The weather was decidedly _non-_October-like! During our visit the temp. was _18 degrees!! _Train rides this weekend were courtesy of another event: the return of Westside Lumber Co. Shay #12! The last time she ran was on the Georgetown Loop over five years ago! In addition, she was freshly painted and lettered back in her Westside Lumber Co. livery! We took a ride in coach #280 while we warmed up (those stoves really work!) and I had an idea....

You see, five years ago, I took my father up to the Georgetown Loop during their "Open House" where they were double-heading their Shays and also running the #40 as a "heritage train." I had finagled my dad a cab ride but due to a freak torrential downpour, he was unable to do it which really bummed us out and here we are riding behind Shay #12 again..... I took a chance and checked with the engineer and fireman and explained our situation. It turns out that they were the same guys running the #12 then as now and they were more than happy to let dad ride....and me too!! It took five years but I was able to keep a promise that I made to my father. It's all the more special to me as my father is suffering from Alzheimer's and I'm not certain how many more of these visits we will be able to have together but at least _this_ weekend was a special one!

Here I am helping Dad into the cab of #12:









Here's a shot of the #12:









There's nothing like a cab ride!









A promise kept and a memory for a lifetime!









Thanks guys!
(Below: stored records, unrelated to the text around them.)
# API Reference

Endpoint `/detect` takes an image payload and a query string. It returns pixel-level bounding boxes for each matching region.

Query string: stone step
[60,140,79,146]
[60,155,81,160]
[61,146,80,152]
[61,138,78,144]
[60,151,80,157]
What a great ride!!


----------



## R Snyder (May 12, 2009)

Steve, that's really neat that you and your dad got to ride in the cab of the shay! I still remember being allowed to enter the cab of one of the last steam engines operating in Salina when it was fired up in front of the Salina Depot sometime in the middle 1950's.


----------



## sbaxters4 (Jan 2, 2008)

Way to take a chance and create a lasting memory!!! Great Job and thanks for sharing your memory and photos with us!


----------



## Jerry Barnes (Jan 2, 2008)

Nice story and great pix Steve.


----------



## Randy Stone (Jan 2, 2008)

Yes great story and picks Steve 

Thanks for posting.


----------



## Del Tapparo (Jan 4, 2008)

Steve - Does this look familiar? I was lucky enough to get a cab ride in #12 on the loop in 2003. I now use this photo taken that day as the desktop on my PC.


----------



## aceinspp (Jan 2, 2008)

Steve so glade that after 5 years that promise could be kept. I'm sure it will be remembered by you for a long time. Thanks for sharing. Later RJD


----------



## Steve Stockham (Jan 2, 2008)

Hey Del,
Yep! With the exception of the view outside, it's right where I was standing! The steam pressure was 200 psi too! I talked to Phil Reader who was on #12 and asked him how she was handling compared to back on the Loop and he said, "She's settled right back to running the way she way she did!" Man, was if fun!!


----------



## RimfireJim (Mar 25, 2009)

Great story, Steve. Thanks for sharing. 

I think it's neat that locomotives like WSL #12 are getting repainted to reflect their origins, or last working incarnation. True, locos were sold and relettered all the time during their working lives, but that was while they were earning their keep in a "blue collar" manner, before they became museum or excursion pieces. Even on an excursion railroad, which I consider a form of living history, I'd rather see the equipment retain its heritage lettering, as that is the real history. I suspect most of the non-railfan public wouldn't understand why an "X" loco is pulling a "Y" coach on the "Z" railroad, though.


----------



## CCSII (Jan 3, 2008)

Way cool. Wicked cool. (I think that's what they say now.) My dad would have loved it.


----------



## East Broad Top (Dec 29, 2007)

FYI, OB will be fired up one last time again this weekend at the museum before being loaded and shipped back down to the C&TS. It will be SUBSTANTIALLY warmer this weekend. 

Later, 

K


----------